When Accounting and Development teams don’t work well together, the situation can lead to more than employee hostility and conflict. It can affect the not-for-profit’s financial statements and lead to the forfeiture of grant funds. To ensure the staffers in your Accounting and Development departments communicate fluidly, you may need to revise certain procedures and actively encourage collaboration.
Different recipes
The first step is to make sure staffers understand that Accounting and Development departments typically record their financial information differently. Development may use a cash basis of accounting, while Accounting typically records contributions, grants, donations and pledges in accordance with Generally Accepted Accounting Principles (GAAP). This means that the two departments produce numbers that vary, but nonetheless are both correct.

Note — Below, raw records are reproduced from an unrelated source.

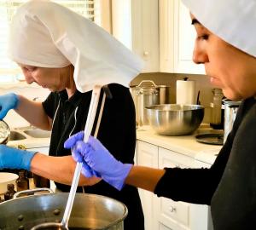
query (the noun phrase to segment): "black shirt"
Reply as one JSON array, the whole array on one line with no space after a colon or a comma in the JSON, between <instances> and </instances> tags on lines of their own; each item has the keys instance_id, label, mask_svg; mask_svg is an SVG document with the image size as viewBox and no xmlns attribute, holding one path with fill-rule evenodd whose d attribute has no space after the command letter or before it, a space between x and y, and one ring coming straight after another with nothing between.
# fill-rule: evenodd
<instances>
[{"instance_id":1,"label":"black shirt","mask_svg":"<svg viewBox=\"0 0 256 230\"><path fill-rule=\"evenodd\" d=\"M211 204L215 230L256 225L256 101L244 101L232 131L210 169L166 169L158 196Z\"/></svg>"},{"instance_id":2,"label":"black shirt","mask_svg":"<svg viewBox=\"0 0 256 230\"><path fill-rule=\"evenodd\" d=\"M119 84L109 84L112 99L106 98L97 138L108 151L123 163L133 164L136 145L135 107L129 89ZM101 94L101 104L102 92ZM91 98L91 91L75 94L68 99L66 90L51 93L43 102L47 115L53 119L49 146L50 156L71 155L64 148L65 141L72 135L84 130ZM98 106L97 114L100 106ZM96 114L96 118L97 118ZM96 124L92 130L94 133ZM55 183L57 188L69 192L70 187ZM144 229L143 214L136 187L125 185L119 192L103 181L91 187L84 187L84 192L105 195L123 202L128 207L125 229ZM82 192L82 187L78 188Z\"/></svg>"}]
</instances>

Let’s say a donor makes a payment in February 2023 on a pledge made in December 2022. Development enters the amount of the payment as a receipt in its donor database in February. But Accounting records the payment against the pledge receivable that was recorded as revenue when the pledge was made in December. Receipt of the check doesn’t result in any new revenue in February because Accounting recorded the revenue in December. Both departments’ records for February (and December) are accurate, but they disagree with each other.
Mixing effectively
To truly collaborate, Accounting and Development should reconcile schedules at least monthly. If, for example, Development fails to inform Accounting about grants on a timely basis, the latter won’t be aware of the grants’ financial reporting requirements and could forfeit funds for noncompliance. If Accounting doesn’t record grants or pledges in the proper financial period according to GAAP, your organization could run into significant issues during an audit — which could jeopardize funding.
Schedule meetings so that Accounting can educate Development about what information it needs, when it needs it and the consequences of not receiving that information. For its part, Development should provide Accounting with ample notice about prospective activity such as pending grant applications and proposed capital campaigns. Development should also present status reports on different types of giving — including gifts, grants and pledges. This is especially important for those items received in multiple payments because Accounting may need to discount them when recording them on financial statements.